TEHRAN, Iran — State television said Wednesday that Iranian authorities had foiled a “sabotage attack” on a civilian nuclear plant near the capital, while specifics about the event were scant.
Iranian state media gave little information about the strike, claiming only that it was directed at a vast nuclear complex in Karaj, some 40 kilometres (25 miles) northwest of Tehran.
When contacted for a response, an Iranian official responded to the first storey by Nournews, which is said to be connected to the Supreme National Security Council of Iran. The official talked on the condition of anonymity because they were not authorised to speak with the media about the situation.
The Iranian government did not say which facility in Karaj was targeted. The Karaj Agricultural and Medical Research Center are one of two known locations linked with Iran’s nuclear programme in the area.
The Karaj Agricultural and Medical Research Center, created in 1974, is described by Iran’s Atomic Energy Organization as a facility that employs nuclear technology to increase “soil, water, agricultural, and animal output.”
The region is close to a number of industrial areas, including pharmaceutical manufacturing plants where Iran produces its own coronavirus vaccine.

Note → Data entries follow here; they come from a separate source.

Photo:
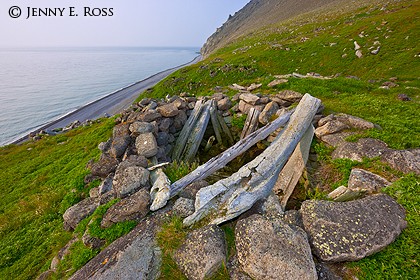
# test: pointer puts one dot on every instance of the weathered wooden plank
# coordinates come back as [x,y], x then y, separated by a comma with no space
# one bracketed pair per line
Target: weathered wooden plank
[292,171]
[251,123]
[215,122]
[230,197]
[185,132]
[220,161]
[196,134]
[226,130]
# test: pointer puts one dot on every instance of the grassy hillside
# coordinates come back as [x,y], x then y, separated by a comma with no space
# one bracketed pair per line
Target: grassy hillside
[40,180]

Iran is subject to IAEA safeguards at 18 nuclear plants and nine additional sites. The IAEA does not identify the agricultural nuclear research centre as a “safeguard facility,” although a neighbouring nuclear waste site near Karaj does. In 2003, the International Atomic Energy Agency (IAEA) paid a visit to the facility.

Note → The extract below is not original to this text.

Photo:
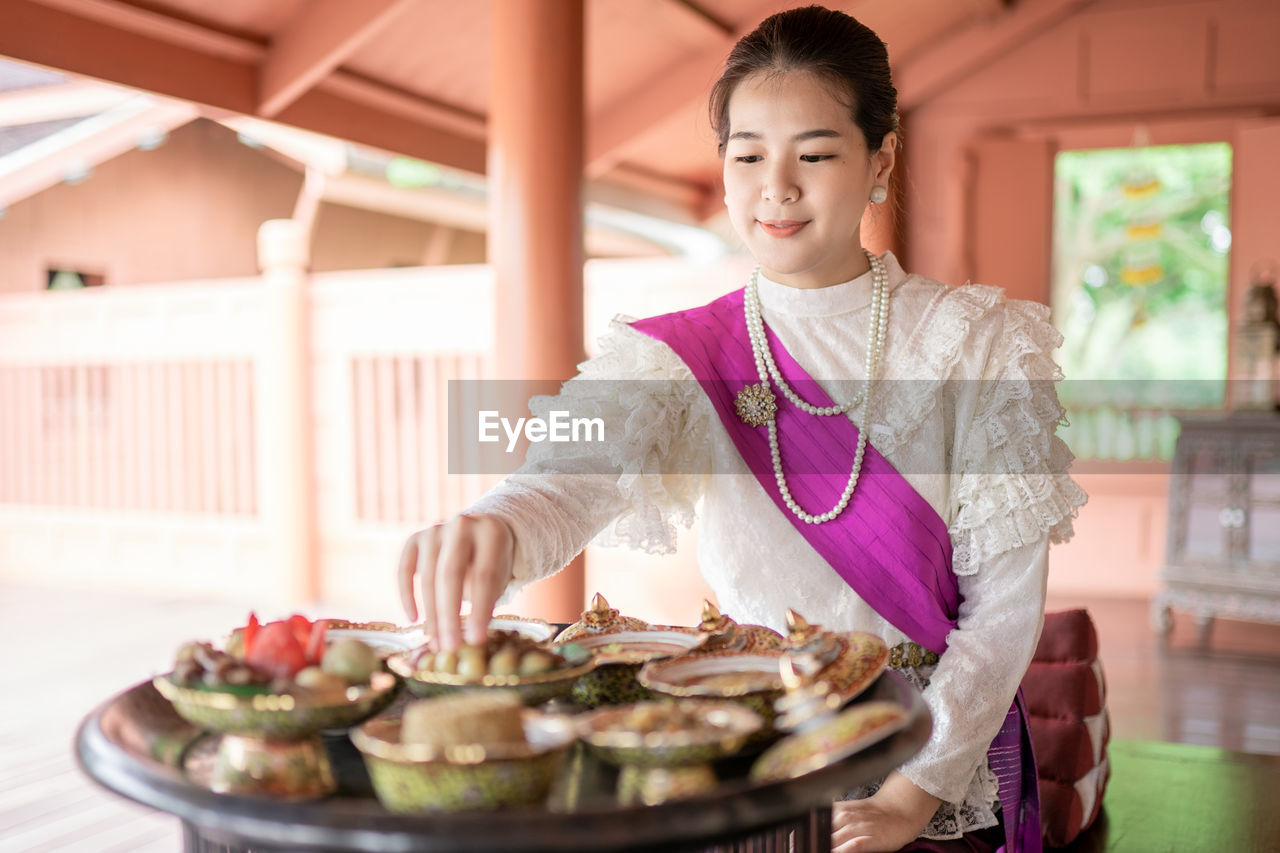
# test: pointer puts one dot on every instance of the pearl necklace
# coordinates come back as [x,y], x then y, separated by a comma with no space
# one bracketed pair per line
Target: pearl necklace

According to a policy study published in March 2015 by the Washington Institute for Near-East Policy, the Karaj site has been “storing radioactive waste and equipment removed from atomic vapour laser isotope separation operations in the adjacent Lashkar Abad.”

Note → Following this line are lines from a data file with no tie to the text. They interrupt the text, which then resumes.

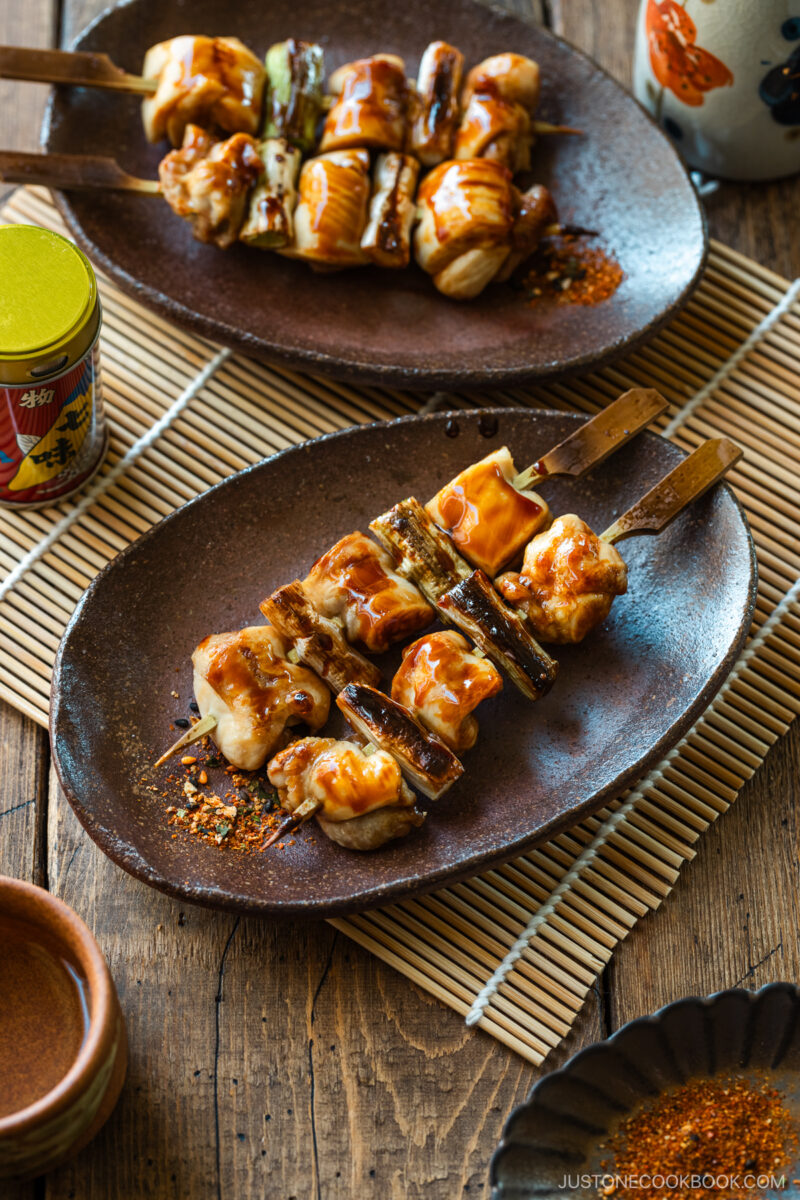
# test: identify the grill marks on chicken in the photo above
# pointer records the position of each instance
(246, 682)
(437, 112)
(371, 108)
(499, 99)
(487, 517)
(355, 581)
(202, 81)
(208, 183)
(331, 213)
(567, 583)
(440, 681)
(364, 801)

Under the 2015 nuclear deal, the US removed such sanctions, but they were re-imposed in 2018 following then-President Donald Trump’s unilateral withdrawal from the agreement.
The failed sabotage attempt comes after numerous alleged events targeting Iran’s nuclear programme in recent months, which have heightened regional tensions as diplomatic attempts in Vienna to resuscitate Tehran’s shattered nuclear accord with global powers gather pace.
Although Israel has not claimed responsibility for the sabotage, it is commonly assumed that it was carried out by them. Iran also blamed Israel for the assassination in November of a scientist who started the country’s military nuclear programme decades ago.
As a result of Trump’s decision to pull out of the nuclear deal, Iran has gradually abandoned all restrictions on uranium enrichment. Although still short of weapons quality, the government is already enriching uranium to 60%, the greatest level ever. Iran has stated that its nuclear goals are benign and that if US sanctions are lifted, it will return to its obligations.
Iran’s hardline parliament passed a measure in December that would halt part of UN inspections of its nuclear sites if European signatories did not lift oil and banking sanctions by February.
After that, the IAEA reached a temporary agreement with Iran to rescue the surveillance photos, with Tehran threatening to erase them if sanctions were to remain in place. Iran’s presidential chief of staff, Mahmoud Vaezi, was cited by Iran’s official television as stating that the country will decide whether to extend the accord when it expires on Thursday.
Iran’s lone nuclear power facility, at Bushehr, was temporarily shut down for unknown reasons earlier this week. The plant had been threatened with shutdown earlier this year due to American sanctions that reportedly prohibited Iran from acquiring equipment for repairs.
The International Atomic Energy Agency (IAEA) was notified on Tuesday that a technical problem had struck the Bushehr plant’s electrical generator. The plant would reopen after being linked to the national power grid, according to the government.
Engineers were trying to fix the broken generator, according to Iran’s nuclear department.